Leserbrief zu Olympia und der "Akte Nadja Drygalla":

Nach meinem Verständnis wird man Olympia-Teilnehmer, wenn man sportlich herausragende Leistungen in einer der olympischen Disziplinen vorweisen kann und das Heer der „Offiziellen“ auf den verschiedenen Entscheidungs-Ebenen zu dem Schluß kommt, dass diese Leistung in die Mannschaftsaufstellung passt. Getrennt nach Weiblein und Männlein, versteht sich.

Andere Ausschlussgründe sind nicht vorgesehen, weder Rasse oder Religion, politische Überzeugung oder Hautfarbe oder Haarfarbe, persönliche Vorlieben oder gar das Liebesleben.

Entsetzt reagierte ich deshalb auf die Meldung, dass eine talentierte deutsche Ruderin angegriffen und zur Abreise aus dem olympischen Dorf veranlasst wurde, weil sie mit einem Mann befreundet sei, der der rechten politischen Szene zugerechnet wird. Zuvor hatte sie bereits aus scheinbar ähnlichen Gründen den Polizeidienst quittiert, den sie als Beruf gewählt hatte.

Entsetzt deshalb, weil mich der Vorgang an die Begriffe „Sippenhaft“ und „Gesinnungsschnüffelei“ erinnert, bekannt aus unseligen Zeiten der Judenverfolgung und offenbar beliebt in Diktaturen aller Coleur.
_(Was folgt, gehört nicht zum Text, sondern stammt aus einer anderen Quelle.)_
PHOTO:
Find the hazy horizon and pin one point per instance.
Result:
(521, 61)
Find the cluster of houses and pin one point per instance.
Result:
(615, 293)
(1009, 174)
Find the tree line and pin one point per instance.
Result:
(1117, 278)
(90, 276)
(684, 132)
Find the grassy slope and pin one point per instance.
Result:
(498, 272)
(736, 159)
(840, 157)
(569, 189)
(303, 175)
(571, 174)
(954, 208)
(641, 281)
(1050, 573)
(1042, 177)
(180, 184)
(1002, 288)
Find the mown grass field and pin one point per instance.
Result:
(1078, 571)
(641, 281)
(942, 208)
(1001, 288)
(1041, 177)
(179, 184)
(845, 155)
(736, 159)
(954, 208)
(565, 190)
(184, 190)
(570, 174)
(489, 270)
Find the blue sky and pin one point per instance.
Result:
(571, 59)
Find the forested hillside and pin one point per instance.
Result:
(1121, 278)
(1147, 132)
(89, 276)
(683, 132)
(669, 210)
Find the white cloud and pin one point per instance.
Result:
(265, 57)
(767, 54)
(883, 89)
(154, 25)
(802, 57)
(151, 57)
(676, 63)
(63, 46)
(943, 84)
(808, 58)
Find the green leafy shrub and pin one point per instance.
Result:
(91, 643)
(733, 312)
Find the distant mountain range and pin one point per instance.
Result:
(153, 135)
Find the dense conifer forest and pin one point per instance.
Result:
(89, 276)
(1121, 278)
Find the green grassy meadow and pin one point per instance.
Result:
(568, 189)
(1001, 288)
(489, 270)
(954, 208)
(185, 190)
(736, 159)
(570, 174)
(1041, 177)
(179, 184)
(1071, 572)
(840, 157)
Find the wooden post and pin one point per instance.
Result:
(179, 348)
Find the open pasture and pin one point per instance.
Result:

Ehemalige DDR -Schnüffler dürften die Methoden auch bekannt sein. Dass in diesem Fall keine Ehe, sondern nur eine Freundschaft /Beziehung gegeben war und die Partei, in der der Freund aktiv war, eine zugelassene Partei in der BRD ist, machte die Sache nur schlimmer, erschüttert meinen Glauben an einen Rechtsstaat , der ohnehin beschädigt ist, noch weiter.